Bar News - November 3, 2000
Administrative Council Supports Flexible Scheduling Initiative
A FLEXIBLE SCHEDULING Initiative proposed by the NH Bar Committee on Gender Equality is receiving support from the state's Administrative Council.
At their September meeting, administrative judges from the supreme, superior, district and probate courts and the director of the Administrative Office of the Courts pledged to send a copy of the Flexible Scheduling Initiative to each trial judge, clerk and register. The initiative was drafted by the Committee on Gender Equality and discussed with various representatives over the past year. It was submitted to the Administrative Council in May 2000.
The Flexible Scheduling Initiative is as follows:
Purpose: In recognition of the growing number of New Hampshire attorneys who have scheduled flexible working hours to accommodate such needs as family and health care responsibilities, the New Hampshire Bar Association Committee on Gender Equality, in keeping with recommendations of the 1998 Task Force Report, 29 NHBJ 213, 281-283 (1988), encourages the New Hampshire courts to adopt the following flexible scheduling initiative. The committee acknowledges the difficulty courts encounter in scheduling and recognizes that accommodation may not be possible in every case.
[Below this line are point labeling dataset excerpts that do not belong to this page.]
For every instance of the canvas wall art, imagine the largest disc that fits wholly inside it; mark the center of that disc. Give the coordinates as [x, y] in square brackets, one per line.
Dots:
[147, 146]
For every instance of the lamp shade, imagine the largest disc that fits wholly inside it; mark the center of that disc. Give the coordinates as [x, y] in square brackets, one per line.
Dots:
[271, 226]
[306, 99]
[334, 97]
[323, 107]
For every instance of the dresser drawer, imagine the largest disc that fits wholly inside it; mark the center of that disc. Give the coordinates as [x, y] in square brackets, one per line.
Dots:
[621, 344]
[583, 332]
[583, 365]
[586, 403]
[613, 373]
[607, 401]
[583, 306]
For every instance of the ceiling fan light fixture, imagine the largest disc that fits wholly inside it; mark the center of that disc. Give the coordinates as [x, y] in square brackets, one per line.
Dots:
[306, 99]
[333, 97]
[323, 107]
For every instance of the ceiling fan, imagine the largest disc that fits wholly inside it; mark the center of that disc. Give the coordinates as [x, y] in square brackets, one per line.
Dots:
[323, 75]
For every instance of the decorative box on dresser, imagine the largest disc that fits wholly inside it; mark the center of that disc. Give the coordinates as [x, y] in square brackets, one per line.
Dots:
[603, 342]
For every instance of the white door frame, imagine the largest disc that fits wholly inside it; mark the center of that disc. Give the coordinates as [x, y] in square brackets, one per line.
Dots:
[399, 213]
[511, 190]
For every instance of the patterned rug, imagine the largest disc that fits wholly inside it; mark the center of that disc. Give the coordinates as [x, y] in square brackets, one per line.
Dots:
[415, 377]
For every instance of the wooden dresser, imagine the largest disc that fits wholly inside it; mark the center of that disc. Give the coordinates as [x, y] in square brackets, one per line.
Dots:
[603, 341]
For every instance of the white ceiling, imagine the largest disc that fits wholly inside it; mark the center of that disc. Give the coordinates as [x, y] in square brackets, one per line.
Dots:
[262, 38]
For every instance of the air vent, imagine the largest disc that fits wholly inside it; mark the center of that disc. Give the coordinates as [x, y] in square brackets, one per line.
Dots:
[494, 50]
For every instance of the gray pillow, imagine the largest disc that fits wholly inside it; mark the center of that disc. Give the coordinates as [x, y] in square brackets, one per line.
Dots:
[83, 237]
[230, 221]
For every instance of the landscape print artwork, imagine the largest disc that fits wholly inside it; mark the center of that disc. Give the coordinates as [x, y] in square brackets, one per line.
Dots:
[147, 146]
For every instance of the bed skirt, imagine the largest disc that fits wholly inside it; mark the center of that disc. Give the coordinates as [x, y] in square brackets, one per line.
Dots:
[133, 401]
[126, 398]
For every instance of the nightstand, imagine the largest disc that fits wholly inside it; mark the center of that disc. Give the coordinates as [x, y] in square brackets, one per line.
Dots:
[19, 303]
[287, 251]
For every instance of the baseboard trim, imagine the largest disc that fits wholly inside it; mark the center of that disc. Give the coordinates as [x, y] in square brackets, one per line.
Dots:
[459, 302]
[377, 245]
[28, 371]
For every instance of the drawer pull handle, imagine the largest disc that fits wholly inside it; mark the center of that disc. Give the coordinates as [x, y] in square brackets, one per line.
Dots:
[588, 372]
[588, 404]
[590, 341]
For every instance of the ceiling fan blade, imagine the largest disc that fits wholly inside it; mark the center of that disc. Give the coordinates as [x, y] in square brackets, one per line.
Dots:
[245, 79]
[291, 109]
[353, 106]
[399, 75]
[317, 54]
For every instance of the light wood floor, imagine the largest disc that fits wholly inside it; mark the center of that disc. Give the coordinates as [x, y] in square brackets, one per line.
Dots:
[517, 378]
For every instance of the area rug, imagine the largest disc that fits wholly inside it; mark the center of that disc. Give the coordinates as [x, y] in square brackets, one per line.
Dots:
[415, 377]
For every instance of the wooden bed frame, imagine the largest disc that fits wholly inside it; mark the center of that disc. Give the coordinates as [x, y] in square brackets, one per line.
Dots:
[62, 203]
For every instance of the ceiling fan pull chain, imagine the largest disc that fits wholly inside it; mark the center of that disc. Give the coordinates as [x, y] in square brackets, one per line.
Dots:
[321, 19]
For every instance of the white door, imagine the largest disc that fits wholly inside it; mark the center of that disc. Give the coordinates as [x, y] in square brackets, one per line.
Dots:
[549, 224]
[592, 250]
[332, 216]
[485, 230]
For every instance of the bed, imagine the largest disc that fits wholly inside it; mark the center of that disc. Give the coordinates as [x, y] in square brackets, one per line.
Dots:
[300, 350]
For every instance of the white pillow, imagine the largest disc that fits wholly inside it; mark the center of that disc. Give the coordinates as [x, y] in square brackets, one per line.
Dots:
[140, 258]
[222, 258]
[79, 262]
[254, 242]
1. Reasonable effort will be made to accommodate scheduled flexible work hours of attorneys who notify the clerk of their work schedule at the time an appearance is filed in any case before the supreme, superior, district and municipal and probate courts;
2. It is the responsibility of attorneys who regularly appear in certain courts to meet in advance with clerks to discuss the days on which court is scheduled and the ability of the court to accommodate a particular schedule. It is also the responsibility of attorneys to raise the issue of their work schedule at any structuring or scheduling conference with the judge.
The administrative council is backing the initiative, according to Donald D. Goodnow, director of the AOC. In a letter to committee chair Lucy Hodder, Goodnow said, "Discussion of the [committee's] initiative was positive and supportive of special scheduling needs of attorneys with family, health care or other special circumstances."